Aujourd’hui, les Wearables sont encore souvent trop gros ainsi que pas suffisamment fiables et performants. Mais en optimisant ces aspects, on peut s’attendre à une percée dans le Computing. Le principe selon lequel nous devions aller vers notre ordinateur et apprendre son langage sera alors inversé. Nous disposerons d’un système toujours présent, utilisable de manière intuitive et qui en sait long sur la personne; un système en mesure d’identifier nos émotions et de parler notre langage.
Le spectre des applications de tels Wearables est grand. Par exemple, ils peuvent rappeler à des malades chroniques de prendre leurs médicaments ou encore observer l’état de patients rentrés plus tôt de l’hôpital: en cas de dégradation, ils déclenchent une alarme, avant même qu’une situation critique ne se produise. Aujourd’hui, nous dépendons encore d’un «Edge Device», le Cognitive Hypervisor qui collecte les données des capteurs à la maison et qui envoie des messages à l’utilisateur ou aux médecins. À l’avenir, tous ces éléments pourraient être intégrés dans un «Hearable» porté dans l’oreille. Des applications sont également possibles dans le domaine du fitness et de la remise en forme.
Le marché potentiel est considérable. De nouveaux investisseurs pourraient permettre d’intégrer plus de capteurs, d’augmenter la performance et de rendre les Wearables encore plus petits et attractifs. Une chance pour des ordinateurs efficients mis en réseau.
Les générations suivantes
La recherche s’occupe également du développement de concepts entièrement nouveaux. Au laboratoire de recherche IBM à Rüschlikon, il s’agit, entre autres, du calcul quantique et du Neuromorphic Computing. Ces deux concepts renferment un grand potentiel: concernant les calculateurs quantiques, environ 60 qubits suffiraient pour atteindre des puissances de calcul inégalées, par exemple en vue de simuler des réactions chimiques complexes.
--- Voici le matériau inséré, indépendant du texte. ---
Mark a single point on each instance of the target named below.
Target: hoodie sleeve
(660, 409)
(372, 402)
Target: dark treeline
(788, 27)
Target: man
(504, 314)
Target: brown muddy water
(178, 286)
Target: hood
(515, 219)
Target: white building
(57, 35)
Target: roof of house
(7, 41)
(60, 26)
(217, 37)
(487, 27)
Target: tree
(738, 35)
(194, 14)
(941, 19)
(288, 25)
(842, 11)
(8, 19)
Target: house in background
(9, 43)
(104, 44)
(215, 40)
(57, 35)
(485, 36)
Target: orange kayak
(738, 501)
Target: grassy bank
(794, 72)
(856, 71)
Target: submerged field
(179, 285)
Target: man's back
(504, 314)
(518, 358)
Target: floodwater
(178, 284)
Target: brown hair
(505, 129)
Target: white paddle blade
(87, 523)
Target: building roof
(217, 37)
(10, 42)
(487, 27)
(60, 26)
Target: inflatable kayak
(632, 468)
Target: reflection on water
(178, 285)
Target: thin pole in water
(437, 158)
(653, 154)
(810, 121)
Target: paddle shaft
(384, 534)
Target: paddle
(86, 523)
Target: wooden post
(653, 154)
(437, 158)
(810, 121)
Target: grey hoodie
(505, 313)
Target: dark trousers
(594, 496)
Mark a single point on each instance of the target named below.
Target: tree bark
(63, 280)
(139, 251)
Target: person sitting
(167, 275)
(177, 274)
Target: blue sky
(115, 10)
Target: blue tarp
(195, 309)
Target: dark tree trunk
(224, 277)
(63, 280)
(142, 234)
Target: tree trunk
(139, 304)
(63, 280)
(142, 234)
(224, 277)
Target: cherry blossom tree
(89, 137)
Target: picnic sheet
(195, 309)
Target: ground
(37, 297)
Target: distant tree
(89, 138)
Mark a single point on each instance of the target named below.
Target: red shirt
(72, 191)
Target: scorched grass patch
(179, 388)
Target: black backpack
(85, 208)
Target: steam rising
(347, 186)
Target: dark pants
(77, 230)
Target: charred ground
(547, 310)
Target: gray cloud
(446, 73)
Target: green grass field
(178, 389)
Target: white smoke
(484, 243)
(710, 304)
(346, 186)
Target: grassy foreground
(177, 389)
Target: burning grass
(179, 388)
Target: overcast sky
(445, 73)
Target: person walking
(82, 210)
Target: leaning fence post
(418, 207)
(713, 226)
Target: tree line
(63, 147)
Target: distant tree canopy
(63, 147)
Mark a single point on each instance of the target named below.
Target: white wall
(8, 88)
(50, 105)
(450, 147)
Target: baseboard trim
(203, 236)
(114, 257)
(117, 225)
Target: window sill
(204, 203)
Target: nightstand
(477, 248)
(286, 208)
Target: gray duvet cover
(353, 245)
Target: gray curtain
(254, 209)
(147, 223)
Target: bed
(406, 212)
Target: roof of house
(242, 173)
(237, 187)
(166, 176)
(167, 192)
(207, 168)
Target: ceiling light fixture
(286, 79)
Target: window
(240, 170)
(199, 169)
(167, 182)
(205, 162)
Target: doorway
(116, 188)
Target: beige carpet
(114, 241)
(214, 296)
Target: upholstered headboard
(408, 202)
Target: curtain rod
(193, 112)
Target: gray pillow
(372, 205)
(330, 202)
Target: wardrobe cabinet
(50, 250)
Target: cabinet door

Cette performance est notamment due à la quantité d’états que les qubits permettent: les qubits ne prennent pas uniquement les états 0 et 1 mais également une superposition des deux. Un seul qubit peut être dans n’importe quel état situé sur une surface sphérique comprenant les états 0 et 1. Cette superposition de plusieurs états permet le calcul parallèle. Si le problème est posé de manière appropriée, la puissance de calcul de l’ordinateur quantique augmente de façon exponentielle avec le nombre de qubits.
Le Neuromorphic Computing s’inspire du fonctionnement du cerveau. La logique et la mémoire coexistent au même endroit, ce qui permet d’augmenter considérablement l’efficacité énergétique. À Rüschlikon, ces systèmes sont réalisés avec des Phase Change Memory Devices (PCM) fabriqués avec le même matériau que celui utilisé dans les DVD réinscriptibles. Cette architecture est particulièrement adaptée à la reconnaissance de patterns dans de gigantesques quantités de données ainsi qu’à l’extraction de données dans des environnements «bruyants». Nous avons aujourd’hui des puces exploitables dotées de quelques millions de cellules PCM pouvant être reliées en groupes de neurones et synapses artificiels. Il pourrait cependant s’écouler encore quelques années avant d’arriver à un produit final qui puisse être utilisé en pratique.
Littérature
Peter Bright, «Moore's law really is dead this time», Ars Technica, 11.02.2016.